As temperatures rise and the likelihood of extreme weather events increases, football has discovered a new passion for sustainability. Could climate adaptation enter the sporting limelight?
“Of the 92 league teams in England, 23, almost one in four, can expect partial or total annual flooding of their stadiums by 2050,” writes football analyst David Goldblatt in his 2020 report, adding that football fields as a whole were faced with a severe threat of extreme weather events.
The German town of Roitzheim has learned that lesson the hard way. The small town in the Eastern German state North Rhine-Westphalia once boasted a new football ground, complete with a synthetic pitch and dreams of moving up a league.
Those dreams were washed away by the horrific floods that devastated the region in the summer of 2021.
“The flood event of July 14/15 has left unimaginable traces,” wrote the town’s football club SC Roitzheim on its website. The club “has lost almost everything in one fell swoop.”
Overall, the floods in Germany alone caused more than €29 billion in damages. Those were felt dearly by sporting fields, which were heavily hit.
But with climate experts warning that the likelihood of extreme weather events is on the rise, the SC Roitzheim probably won’t be the last victim, nor will it necessarily be a flood next time.
When temperatures approach 40° Celsius, playing football becomes nearly impossible.
“This is a huge issue beyond professional sport. What will it be like for grassroots footballers in equatorial Africa? Playing during the day is going to become impossible,” Goldblatt told Planet Football.
“Spectators and athletes are at risk of heat-related circulatory collapse or, in extreme cases, sunstroke and heat stroke,” warned Tim Meyer, sports physician of the German national team.
Awareness on the rise
The global football association FIFA has clearly recognised the challenge posed by having to adapt to rising temperatures.
FIFA would aim to “adapt football regulations and activities to be more resilient to current and anticipated impacts of climate change,” explained its president Gianni Infantino at COP26 in Glasgow on 3 November.
Adaptation is one of the four main pillars of FIFA’s climate strategy, designed to enable the organisation to reach net-zero emissions by 2040, alongside education, investment and the reduction of greenhouse gas emissions.
As extreme weather events continue to affect wider parts of the population, those primarily interested in football will likely become aware of the implications of climate change as their favourite sport continues to be affected.
Extreme weather events can also drive awareness among football fans. “It’s not a secret that football is a massive tool, and you can reach a lot of people,” said Antonia Hagemann, CEO of European football fan organisation SD Europe.
But despite an increase of awareness, there are differences in what football executives are able to do.
In the case of high temperatures, playing games on other dates or later at night, adding sun protection and disbursing water are the key recommendations, according to the German football association DFB sports commission.

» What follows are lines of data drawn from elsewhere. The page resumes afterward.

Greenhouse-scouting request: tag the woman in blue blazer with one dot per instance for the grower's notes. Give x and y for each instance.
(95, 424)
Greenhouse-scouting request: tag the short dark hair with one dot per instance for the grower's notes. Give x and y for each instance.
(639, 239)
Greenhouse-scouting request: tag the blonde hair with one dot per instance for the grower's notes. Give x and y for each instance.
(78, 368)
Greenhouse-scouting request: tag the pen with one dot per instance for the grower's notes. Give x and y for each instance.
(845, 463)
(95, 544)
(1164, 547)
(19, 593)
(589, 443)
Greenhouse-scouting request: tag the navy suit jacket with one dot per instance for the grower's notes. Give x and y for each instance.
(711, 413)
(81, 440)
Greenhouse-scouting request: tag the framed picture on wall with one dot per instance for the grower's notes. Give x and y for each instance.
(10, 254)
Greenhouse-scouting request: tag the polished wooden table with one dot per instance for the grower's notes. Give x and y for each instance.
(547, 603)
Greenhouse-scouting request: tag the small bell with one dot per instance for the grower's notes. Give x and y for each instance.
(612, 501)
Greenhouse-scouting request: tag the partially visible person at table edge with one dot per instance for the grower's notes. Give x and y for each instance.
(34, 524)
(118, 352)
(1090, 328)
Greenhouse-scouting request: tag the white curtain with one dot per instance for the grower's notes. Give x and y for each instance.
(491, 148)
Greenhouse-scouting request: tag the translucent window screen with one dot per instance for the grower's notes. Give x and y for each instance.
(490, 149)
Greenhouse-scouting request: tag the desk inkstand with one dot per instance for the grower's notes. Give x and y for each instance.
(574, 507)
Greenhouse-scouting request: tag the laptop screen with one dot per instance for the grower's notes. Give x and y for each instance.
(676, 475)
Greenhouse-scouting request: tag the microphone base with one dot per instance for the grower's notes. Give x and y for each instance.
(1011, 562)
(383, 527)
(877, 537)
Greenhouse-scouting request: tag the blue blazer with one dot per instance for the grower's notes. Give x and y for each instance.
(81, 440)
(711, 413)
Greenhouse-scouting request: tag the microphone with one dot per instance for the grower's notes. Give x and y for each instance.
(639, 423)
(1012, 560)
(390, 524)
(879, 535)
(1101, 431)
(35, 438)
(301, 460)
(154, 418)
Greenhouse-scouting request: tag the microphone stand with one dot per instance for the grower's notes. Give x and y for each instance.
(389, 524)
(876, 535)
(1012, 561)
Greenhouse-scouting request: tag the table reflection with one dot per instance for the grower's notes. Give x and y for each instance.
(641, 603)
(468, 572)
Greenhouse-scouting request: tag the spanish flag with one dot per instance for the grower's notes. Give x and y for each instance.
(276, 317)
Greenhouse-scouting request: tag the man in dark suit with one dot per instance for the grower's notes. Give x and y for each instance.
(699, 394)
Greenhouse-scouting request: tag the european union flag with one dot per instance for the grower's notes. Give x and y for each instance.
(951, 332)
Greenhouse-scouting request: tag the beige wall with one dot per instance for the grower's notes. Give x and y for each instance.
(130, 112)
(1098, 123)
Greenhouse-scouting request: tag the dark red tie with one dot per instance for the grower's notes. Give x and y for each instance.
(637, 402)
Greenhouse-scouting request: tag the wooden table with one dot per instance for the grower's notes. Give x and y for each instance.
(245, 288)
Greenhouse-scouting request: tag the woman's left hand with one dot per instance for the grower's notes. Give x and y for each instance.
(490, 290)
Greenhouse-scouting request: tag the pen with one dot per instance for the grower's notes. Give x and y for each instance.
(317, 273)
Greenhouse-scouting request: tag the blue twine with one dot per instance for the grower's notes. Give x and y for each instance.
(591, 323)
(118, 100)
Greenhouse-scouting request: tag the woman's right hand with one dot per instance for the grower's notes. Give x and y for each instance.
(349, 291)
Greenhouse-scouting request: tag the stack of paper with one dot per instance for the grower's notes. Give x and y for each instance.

But in the case of floods, significant refurbishes are often necessary to prevent the worst. In England, three football pitches and a cricket pitch will benefit from a £54 million (€63.46m) flood protection scheme built for the towns of Preston and South Ribble.
For others, flood protection will come too late. As the hard-hit SC Roitzheim rebuilds, one thing is clear: its next football field must be situated higher than its old one, Rainer Schütz, head of the club’s board, told FAZ.